Drainage Ditches

Description

Every time it rains on Farmer John's fields, a pond forms over Bessie's favorite clover patch. This means that the clover is covered by water for awhile and takes quite a long time to regrow. Thus, Farmer John has built a set of drainage ditches so that Bessie's clover patch is never covered in water. Instead, the water is drained to a nearby stream. Being an ace engineer, Farmer John has also installed regulators at the beginning of each ditch, so he can control at what rate water flows into that ditch. Farmer John knows not only how many gallons of water each ditch can transport per minute but also the exact layout of the ditches, which feed out of the pond and into each other and stream in a potentially complex network. Given all this information, determine the maximum rate at which water can be transported out of the pond and into the stream. For any given ditch, water flows in only one direction, but there might be a way that water can flow in a circle.

Input

The input includes several cases. For each case, the first line contains two space-separated integers, N (0 <= N <= 200) and M (2 <= M <= 200). N is the number of ditches that Farmer John has dug. M is the number of intersections points for those ditches. Intersection 1 is the pond. Intersection point M is the stream. Each of the following N lines contains three integers, Si, Ei, and Ci.

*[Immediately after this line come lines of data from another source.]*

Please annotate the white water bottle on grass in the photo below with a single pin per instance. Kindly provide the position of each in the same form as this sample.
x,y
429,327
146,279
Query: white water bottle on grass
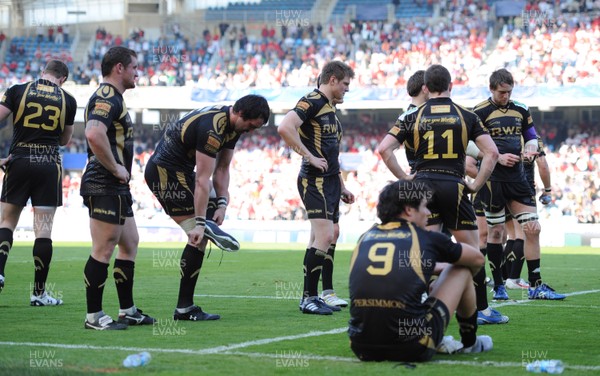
x,y
546,366
136,360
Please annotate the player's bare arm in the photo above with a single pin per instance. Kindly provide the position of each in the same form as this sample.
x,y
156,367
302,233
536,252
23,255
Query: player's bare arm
x,y
221,182
386,150
66,134
95,133
347,196
490,156
205,165
288,130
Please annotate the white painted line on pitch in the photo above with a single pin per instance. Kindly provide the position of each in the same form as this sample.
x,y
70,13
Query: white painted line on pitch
x,y
299,355
250,297
208,351
507,364
293,355
277,356
514,302
266,341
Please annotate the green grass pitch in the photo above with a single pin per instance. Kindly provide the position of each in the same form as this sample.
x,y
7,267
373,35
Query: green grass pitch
x,y
261,331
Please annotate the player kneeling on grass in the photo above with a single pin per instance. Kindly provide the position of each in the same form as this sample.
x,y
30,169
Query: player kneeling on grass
x,y
389,271
204,139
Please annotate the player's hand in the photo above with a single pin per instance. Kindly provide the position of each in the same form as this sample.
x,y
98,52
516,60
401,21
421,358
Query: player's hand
x,y
122,174
320,163
470,187
195,236
545,198
347,196
529,156
4,162
219,216
508,159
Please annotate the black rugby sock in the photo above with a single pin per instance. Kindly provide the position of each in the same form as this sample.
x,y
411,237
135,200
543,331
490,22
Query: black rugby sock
x,y
313,265
6,239
467,329
507,259
518,251
495,259
480,288
535,277
42,256
190,264
123,274
94,274
327,274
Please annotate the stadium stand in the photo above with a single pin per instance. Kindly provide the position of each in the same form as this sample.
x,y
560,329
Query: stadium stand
x,y
560,49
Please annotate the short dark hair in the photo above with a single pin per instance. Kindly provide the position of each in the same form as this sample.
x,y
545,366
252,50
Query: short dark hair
x,y
396,196
114,56
336,69
57,68
415,83
437,78
252,107
499,77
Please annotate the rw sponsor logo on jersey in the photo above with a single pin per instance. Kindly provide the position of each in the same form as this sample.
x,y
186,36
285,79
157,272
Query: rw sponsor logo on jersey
x,y
413,327
505,131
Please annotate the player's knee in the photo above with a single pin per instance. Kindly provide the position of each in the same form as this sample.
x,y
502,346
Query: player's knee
x,y
495,233
529,223
187,225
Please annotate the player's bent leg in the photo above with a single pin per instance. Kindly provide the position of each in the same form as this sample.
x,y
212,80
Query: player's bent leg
x,y
8,222
538,290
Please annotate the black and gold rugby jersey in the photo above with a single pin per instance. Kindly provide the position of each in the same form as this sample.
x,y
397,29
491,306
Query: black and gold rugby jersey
x,y
207,130
40,109
107,106
529,165
389,271
410,153
320,132
506,126
438,131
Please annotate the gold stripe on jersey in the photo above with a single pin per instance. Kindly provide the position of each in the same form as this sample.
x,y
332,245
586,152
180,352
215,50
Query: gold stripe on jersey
x,y
319,185
120,140
63,110
317,140
499,114
416,129
162,179
354,254
415,254
304,182
181,179
58,180
120,135
187,123
105,91
458,201
22,104
463,127
220,122
428,342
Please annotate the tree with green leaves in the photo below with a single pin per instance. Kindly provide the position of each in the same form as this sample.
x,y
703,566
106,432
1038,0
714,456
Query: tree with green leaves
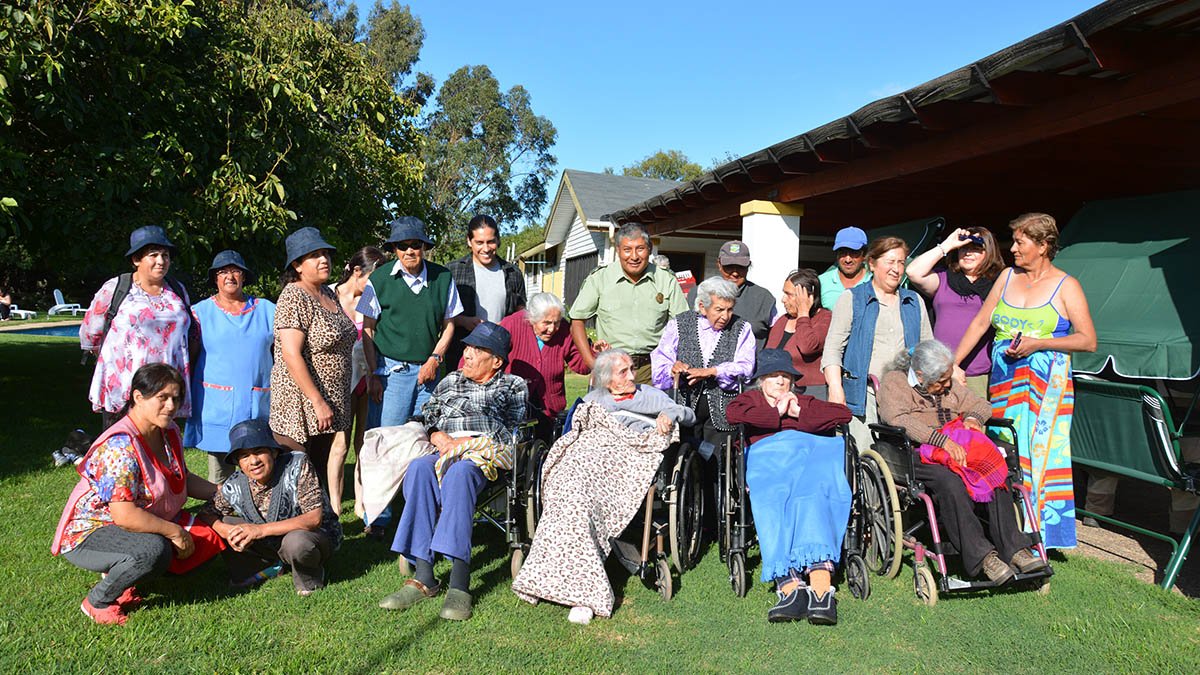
x,y
228,123
665,165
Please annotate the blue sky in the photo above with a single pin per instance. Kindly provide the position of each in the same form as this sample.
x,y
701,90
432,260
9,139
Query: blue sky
x,y
622,79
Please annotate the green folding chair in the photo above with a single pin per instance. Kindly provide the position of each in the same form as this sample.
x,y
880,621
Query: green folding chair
x,y
1127,430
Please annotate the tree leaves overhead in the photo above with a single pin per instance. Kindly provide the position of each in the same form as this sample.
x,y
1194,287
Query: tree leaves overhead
x,y
665,165
486,151
225,121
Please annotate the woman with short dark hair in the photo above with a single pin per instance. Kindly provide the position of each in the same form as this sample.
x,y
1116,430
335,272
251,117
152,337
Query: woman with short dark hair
x,y
151,323
121,517
313,339
233,372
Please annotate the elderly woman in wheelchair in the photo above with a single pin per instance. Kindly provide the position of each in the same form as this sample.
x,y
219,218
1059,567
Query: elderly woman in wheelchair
x,y
798,490
959,465
471,419
594,478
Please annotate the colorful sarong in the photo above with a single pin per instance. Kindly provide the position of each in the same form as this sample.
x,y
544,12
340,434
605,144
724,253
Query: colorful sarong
x,y
984,470
799,499
1038,395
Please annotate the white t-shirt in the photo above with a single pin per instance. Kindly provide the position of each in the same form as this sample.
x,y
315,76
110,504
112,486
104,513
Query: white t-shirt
x,y
490,291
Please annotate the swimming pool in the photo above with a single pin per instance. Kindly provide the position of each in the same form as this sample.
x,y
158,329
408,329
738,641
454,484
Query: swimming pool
x,y
69,330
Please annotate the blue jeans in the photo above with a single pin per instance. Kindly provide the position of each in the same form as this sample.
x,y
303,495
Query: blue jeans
x,y
402,398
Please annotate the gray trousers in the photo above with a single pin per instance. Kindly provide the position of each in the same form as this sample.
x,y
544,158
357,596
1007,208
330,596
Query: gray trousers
x,y
304,550
125,557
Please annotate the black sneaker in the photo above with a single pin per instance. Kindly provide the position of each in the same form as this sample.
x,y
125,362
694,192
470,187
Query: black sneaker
x,y
792,607
822,611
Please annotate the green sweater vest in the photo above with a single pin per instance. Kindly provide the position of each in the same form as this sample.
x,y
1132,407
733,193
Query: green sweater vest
x,y
409,323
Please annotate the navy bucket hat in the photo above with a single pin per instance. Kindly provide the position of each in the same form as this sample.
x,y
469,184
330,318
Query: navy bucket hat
x,y
148,236
250,434
491,336
774,360
229,257
407,228
304,242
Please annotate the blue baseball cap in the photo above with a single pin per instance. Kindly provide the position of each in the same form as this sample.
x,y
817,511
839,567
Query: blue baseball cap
x,y
229,257
850,238
251,434
406,228
774,360
148,236
304,242
491,336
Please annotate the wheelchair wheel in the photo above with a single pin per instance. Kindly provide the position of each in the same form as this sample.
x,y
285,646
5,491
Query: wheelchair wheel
x,y
516,561
685,509
858,578
738,574
663,581
925,585
882,532
533,487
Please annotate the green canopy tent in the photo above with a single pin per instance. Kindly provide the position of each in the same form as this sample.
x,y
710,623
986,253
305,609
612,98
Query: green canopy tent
x,y
1135,260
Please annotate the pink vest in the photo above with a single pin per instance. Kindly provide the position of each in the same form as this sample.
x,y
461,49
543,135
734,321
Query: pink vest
x,y
166,501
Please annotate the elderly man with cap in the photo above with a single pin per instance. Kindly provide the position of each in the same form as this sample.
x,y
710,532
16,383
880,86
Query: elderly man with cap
x,y
849,268
137,318
756,305
631,302
232,378
271,512
471,418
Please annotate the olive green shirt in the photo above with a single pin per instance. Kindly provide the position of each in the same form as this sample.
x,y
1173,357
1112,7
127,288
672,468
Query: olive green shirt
x,y
629,316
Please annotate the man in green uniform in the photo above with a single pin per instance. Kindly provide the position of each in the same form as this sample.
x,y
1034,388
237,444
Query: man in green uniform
x,y
631,302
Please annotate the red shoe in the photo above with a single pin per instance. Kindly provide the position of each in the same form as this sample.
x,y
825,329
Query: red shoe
x,y
109,615
130,599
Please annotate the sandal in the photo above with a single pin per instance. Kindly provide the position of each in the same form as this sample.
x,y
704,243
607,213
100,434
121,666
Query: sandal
x,y
408,595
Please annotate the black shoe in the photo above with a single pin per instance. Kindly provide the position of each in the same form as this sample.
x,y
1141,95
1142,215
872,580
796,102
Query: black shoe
x,y
792,607
822,611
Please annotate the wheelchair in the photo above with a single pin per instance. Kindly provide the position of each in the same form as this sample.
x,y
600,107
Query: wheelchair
x,y
735,520
892,490
672,513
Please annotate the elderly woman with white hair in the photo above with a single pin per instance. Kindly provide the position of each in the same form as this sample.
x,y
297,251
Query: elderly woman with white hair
x,y
959,465
706,352
541,345
594,479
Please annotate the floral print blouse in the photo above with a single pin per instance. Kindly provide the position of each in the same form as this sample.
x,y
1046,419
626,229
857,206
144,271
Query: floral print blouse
x,y
145,329
115,476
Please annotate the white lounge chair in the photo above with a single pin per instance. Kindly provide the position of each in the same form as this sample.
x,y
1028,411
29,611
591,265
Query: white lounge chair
x,y
63,306
17,312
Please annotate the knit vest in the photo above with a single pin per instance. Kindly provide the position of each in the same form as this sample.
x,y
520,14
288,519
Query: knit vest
x,y
409,323
690,353
857,359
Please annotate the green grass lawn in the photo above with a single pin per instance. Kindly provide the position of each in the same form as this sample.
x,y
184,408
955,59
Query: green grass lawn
x,y
1097,616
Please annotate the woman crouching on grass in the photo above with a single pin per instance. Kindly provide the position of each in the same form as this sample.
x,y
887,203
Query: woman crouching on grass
x,y
121,518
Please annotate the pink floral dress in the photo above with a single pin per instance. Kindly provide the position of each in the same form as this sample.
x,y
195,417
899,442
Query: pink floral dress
x,y
145,329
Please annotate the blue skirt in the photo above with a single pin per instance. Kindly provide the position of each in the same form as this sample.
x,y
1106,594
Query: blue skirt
x,y
799,499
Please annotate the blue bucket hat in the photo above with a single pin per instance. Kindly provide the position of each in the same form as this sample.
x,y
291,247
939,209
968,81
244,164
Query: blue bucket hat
x,y
491,336
250,434
229,257
304,242
850,238
148,236
774,360
406,228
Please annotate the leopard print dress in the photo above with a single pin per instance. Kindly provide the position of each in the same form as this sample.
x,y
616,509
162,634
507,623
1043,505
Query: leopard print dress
x,y
593,482
329,340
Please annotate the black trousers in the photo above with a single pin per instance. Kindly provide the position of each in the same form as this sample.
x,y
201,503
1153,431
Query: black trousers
x,y
958,517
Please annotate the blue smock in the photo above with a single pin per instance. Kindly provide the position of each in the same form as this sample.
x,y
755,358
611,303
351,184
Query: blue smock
x,y
232,378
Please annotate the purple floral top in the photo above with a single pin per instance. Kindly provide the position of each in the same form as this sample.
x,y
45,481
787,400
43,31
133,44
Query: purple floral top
x,y
147,329
114,476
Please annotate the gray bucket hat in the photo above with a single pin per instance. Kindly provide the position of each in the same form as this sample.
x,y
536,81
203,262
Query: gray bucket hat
x,y
304,242
406,228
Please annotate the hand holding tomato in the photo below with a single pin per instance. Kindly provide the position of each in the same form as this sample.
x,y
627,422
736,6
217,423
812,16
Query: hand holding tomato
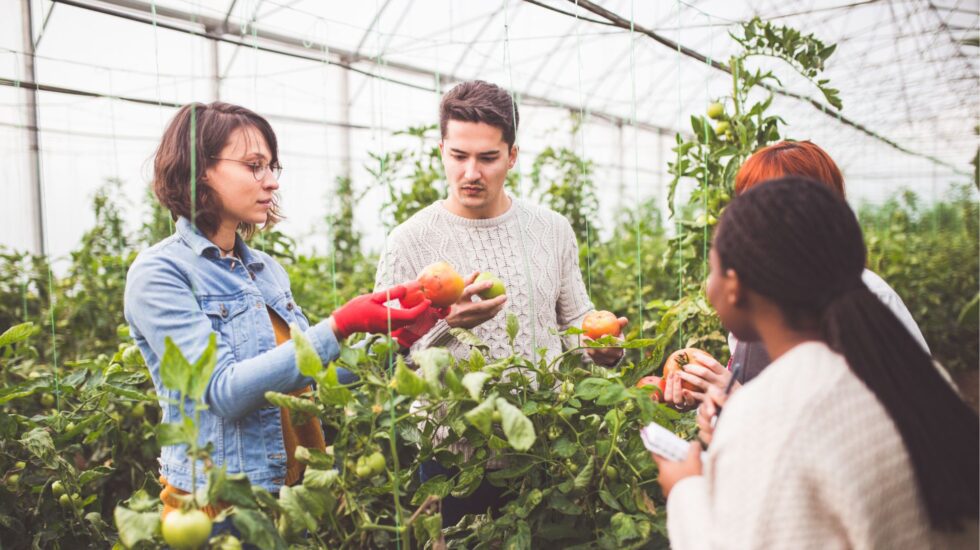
x,y
467,313
597,324
672,472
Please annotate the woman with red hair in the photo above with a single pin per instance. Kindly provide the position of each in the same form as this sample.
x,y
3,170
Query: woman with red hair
x,y
786,158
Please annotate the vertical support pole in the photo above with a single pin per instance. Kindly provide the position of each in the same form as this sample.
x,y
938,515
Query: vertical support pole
x,y
344,82
215,67
36,197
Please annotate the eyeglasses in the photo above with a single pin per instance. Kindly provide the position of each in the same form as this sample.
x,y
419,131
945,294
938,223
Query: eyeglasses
x,y
258,170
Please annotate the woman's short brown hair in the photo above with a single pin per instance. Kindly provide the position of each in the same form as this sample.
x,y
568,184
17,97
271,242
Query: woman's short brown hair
x,y
213,124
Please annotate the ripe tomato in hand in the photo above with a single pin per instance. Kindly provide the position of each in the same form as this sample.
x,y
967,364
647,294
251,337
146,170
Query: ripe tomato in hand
x,y
600,323
655,382
413,294
676,362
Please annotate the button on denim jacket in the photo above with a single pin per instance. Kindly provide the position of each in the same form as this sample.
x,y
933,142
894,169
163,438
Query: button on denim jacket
x,y
182,288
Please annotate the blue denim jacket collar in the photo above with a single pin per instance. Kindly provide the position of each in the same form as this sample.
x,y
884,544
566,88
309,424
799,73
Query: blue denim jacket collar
x,y
201,245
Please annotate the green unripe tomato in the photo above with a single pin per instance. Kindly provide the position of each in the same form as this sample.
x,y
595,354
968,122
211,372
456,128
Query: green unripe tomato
x,y
496,289
716,111
228,542
186,530
376,462
612,474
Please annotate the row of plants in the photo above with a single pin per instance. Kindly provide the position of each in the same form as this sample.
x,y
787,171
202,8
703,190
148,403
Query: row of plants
x,y
79,432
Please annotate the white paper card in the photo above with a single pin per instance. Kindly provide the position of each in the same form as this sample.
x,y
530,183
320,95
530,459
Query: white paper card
x,y
663,442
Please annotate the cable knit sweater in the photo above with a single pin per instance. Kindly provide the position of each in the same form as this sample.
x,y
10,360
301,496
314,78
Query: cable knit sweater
x,y
532,249
805,457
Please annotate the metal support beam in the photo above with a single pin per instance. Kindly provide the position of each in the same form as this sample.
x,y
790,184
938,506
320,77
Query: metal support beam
x,y
36,207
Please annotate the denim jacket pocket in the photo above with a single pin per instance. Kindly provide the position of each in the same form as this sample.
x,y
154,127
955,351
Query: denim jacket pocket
x,y
229,317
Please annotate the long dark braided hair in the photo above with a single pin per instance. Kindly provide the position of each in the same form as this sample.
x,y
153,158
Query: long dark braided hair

Si and Ei (1 <= Si, Ei <= M) designate the intersections between which this ditch flows. Water will flow through this ditch from Si to Ei. Ci (0 <= Ci <= 10,000,000) is the maximum rate at which water will flow through the ditch.

Output

For each case, output a single integer, the maximum rate at which water may emptied from the pond.

Sample Input

5 4
1 2 40
1 4 20
2 4 20
2 3 30
3 4 10

Sample Output

50
***********************************************************************************************************
基本dinic算法。先bfs（）求到源点的最短距离，再find（）每次余下残留网络。
***********************************************************************************************************

#include<iostream>
#include<string>
#include<cstring>
#include<cmath>
#include<algorithm>
#include<cstdio>
#include<queue>
#include<vector>
#include<stack>
using namespace std;
const  int inf=1<<28;
int  dis[10001],i,j;
int map[1001][1001];
int n,m;
int source,sink;
queue<int>Q;
int min(int a,int b)
 {
     return a>b?b:a;
 }
int bfs()//找最短路径（距源点的和sap算法正好相反）
 {
    if(!Q.empty())Q.pop();
    memset(dis,-1,sizeof(dis));
    Q.push(source);
    dis[source]=0;
    while(!Q.empty())
     {
         int h=Q.front();
         Q.pop();
         for(int it=1;it<=n;it++)
          if(dis[it]<0&&map[h][it]>0)
          {
             dis[it]=dis[h]+1;
             Q.push(it);
          }

     }
     if(dis[sink]>0)//满足到达源点返回真，否则返回假
      return 1;
    else
     return 0;
 }
 int find(int x,int low)//找到一条路径，减cap最小的路径，留下残留网络
  {
      int g,f=0;
      if(x==sink)
       return low;
      for(g=1;g<=n;g++)
       if(map[x][g]>0&&(dis[g]==dis[x]+1)&&(f=find(g,min(low,map[x][g]))))//找瓶颈值
        {
            map[x][g]-=f;
            map[g][x]+=f;
            return f;
        }
       return 0;
  }
  int main()
  {
      while(scanf("%d%d",&m,&n)!=EOF)
      {
          int st,en,c;
          memset(map,0,sizeof(map));
          for(i=1;i<=m;i++)
          {
           cin>>st>>en>>c;
           map[st][en]+=c;//防止两点之间有多条路
          }
          int ans=0;
          int tans;
          source=1;sink=n;
          while(bfs())
          {
              while(tans=find(source,inf))//一次bfs()多次寻找直到找不到为止
                ans+=tans;
          }
        cout<<ans<<endl;
      }
      return 0;
  }

坚持！！！！！